Editorial
Revista Heraldos del Evangelio
Marzo 2015
Al principio creó Dios el cielo y la tierra” (Gn 1, 1). Los
dos primeros capítulos del Génesis nos describen con lujo de detalles el
paternal esmero con el que el Creador actuó al realizar su obra, en un prodigio
de bondad y de perfección, que es la manifestación de su sabiduría infinita:
“Cuántas son tus obras, Señor, y todas las hiciste con sabiduría; la tierra
está llena de tus criaturas” (Sal 103, 24).
Ese magnífico orden creado, reflejo del orden increado (cf.
Rm 1, 20), obedece a un bellísimo proyecto a cuya realización debe cooperar
todo ser (cf. Sb 1, 14), porque todo lo que existe ha sido destinado por Dios a
un determinado fin (cf. Santo Tomás de Aquino. Suma Teológica. I, q. 2, a. 3).
Como pináculo de las criaturas materiales, el hombre está
llamado a colaborar con esto de una manera muy especial y todavía más perfecta:
cada uno tiene una misión única e irrepetible. Su auténtico éxito en la vida
consiste en haberla cumplido con toda perfección, como el Apóstol: olvidándose
de todo lo demás, corría para alcanzar la meta (cf. Fl 3, 12-14).
Ahora bien, lanzarse hacia la meta exige abandono en las
manos de Dios, y en esto consiste precisamente nuestra entrega a Él, porque mil
y una solicitudes —algunas legítimas, otras no— tratarán de desviarnos del
camino de Cristo (cf. Hb 13, 9). Por lo tanto, el punto central de nuestra vida
está en lograr la totalidad de dicha entrega, aceptando todo lo que nos une a
Dios y rechazando todo lo que nos aleja de Él, como nos enseña San Ignacio (cf.

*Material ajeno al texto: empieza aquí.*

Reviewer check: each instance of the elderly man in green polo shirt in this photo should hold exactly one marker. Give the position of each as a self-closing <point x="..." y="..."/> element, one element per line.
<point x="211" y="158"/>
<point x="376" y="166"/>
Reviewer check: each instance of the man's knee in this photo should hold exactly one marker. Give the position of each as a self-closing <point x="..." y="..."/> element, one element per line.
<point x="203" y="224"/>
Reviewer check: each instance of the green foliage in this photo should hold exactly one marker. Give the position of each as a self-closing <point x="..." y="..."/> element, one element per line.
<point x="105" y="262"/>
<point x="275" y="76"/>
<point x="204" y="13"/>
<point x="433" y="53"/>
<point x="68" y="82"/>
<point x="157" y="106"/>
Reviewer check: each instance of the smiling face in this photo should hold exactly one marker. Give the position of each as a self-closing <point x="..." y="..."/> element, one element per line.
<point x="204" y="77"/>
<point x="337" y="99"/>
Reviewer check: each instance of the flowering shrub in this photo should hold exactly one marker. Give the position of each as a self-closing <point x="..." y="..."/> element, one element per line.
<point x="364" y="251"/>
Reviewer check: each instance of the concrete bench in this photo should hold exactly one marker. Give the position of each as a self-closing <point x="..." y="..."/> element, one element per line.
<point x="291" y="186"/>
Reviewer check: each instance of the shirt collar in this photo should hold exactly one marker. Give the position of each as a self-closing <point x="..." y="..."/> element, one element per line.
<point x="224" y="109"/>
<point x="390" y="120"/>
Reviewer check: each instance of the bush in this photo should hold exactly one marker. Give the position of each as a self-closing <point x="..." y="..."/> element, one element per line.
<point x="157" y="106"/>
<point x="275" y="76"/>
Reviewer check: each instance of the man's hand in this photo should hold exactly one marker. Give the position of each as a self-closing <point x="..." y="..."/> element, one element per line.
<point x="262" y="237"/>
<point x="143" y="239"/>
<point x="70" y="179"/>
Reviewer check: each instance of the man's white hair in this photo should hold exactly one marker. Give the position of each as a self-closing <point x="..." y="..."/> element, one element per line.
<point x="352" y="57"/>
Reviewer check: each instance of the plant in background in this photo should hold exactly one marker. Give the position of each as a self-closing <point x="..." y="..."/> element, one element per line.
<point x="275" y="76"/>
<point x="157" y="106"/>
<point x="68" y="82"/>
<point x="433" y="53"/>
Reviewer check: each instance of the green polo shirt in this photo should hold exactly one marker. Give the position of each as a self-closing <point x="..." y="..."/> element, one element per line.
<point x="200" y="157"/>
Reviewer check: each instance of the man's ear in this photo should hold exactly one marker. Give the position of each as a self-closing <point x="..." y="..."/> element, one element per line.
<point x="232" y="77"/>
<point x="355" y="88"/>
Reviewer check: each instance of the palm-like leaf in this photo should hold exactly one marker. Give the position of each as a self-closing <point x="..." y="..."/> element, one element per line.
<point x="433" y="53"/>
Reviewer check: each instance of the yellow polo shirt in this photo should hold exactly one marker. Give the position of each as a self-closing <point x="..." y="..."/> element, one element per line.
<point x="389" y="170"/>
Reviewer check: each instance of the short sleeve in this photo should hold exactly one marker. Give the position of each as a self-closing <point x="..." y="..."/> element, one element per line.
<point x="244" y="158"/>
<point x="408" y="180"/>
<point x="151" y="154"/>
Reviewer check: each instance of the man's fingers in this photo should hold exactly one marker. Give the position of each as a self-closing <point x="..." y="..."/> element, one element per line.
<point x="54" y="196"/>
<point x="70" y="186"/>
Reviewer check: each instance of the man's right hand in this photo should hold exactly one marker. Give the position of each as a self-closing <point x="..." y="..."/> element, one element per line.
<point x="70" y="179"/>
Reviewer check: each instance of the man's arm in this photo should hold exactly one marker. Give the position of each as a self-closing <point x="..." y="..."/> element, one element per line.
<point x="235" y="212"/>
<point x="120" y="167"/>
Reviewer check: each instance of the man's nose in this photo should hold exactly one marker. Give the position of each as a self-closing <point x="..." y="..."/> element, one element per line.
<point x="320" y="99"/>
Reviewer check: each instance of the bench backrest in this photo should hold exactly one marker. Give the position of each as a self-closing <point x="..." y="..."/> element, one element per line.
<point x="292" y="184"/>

Ejercicios espirituales, n.º 23).
De manera que el mayor obstáculo para la plena realización
del plan que Dios tiene sobre cada uno de nosotros se encuentra en la falta de
seriedad. Hoy en día, en que tanto se aprecian el gozo de la vida y los
placeres terrenales y en que la costumbre de reír en todo momento y por
cualquier motivo se ha vuelto un auténtico vicio, muy poco sitio queda para la
seriedad.
La práctica de esa espléndida virtud, tan despreciada en los
tiempos modernos, no consiste en demostrar mal humor o vestir ropas de luto...
Hija de la lógica, del método y de la coherencia, la seriedad genera la
apetencia estable por aquello que es más sublime.
La mirada del hombre serio no sólo analiza lo que tiene
delante de sus ojos, sino que abarca con su reflexión la realidad total y
adquiere el hábito de tratar siempre de conocer el lado profundo de las cosas y
su vínculo con un último fin.
Al conformar con la realidad su pensamiento, su conducta y
sus afectos, esa persona llega hasta las últimas consecuencias: ama el bien y
lo sirve; odia el mal y lo combate. En una y otra situación mantiene su alma en
continuo estado de vigilancia. En consecuencia, la seriedad de tal modo es la
condición para una entrega fructuosa que, donde hay seriedad, hay entrega;
donde no hay seriedad no hay entrega profunda, duradera, real.
En esta Cuaresma, Nuestro Señor Jesucristo, supremo modelo
de esa virtud, nos interpela acerca del grado de entrega de nuestra vida en las
manos de Dios. Porque ése, auténtico fruto de caridad que Él espera de
nosotros, es el único y verdadero equipaje que nos llevaremos a la eternidad.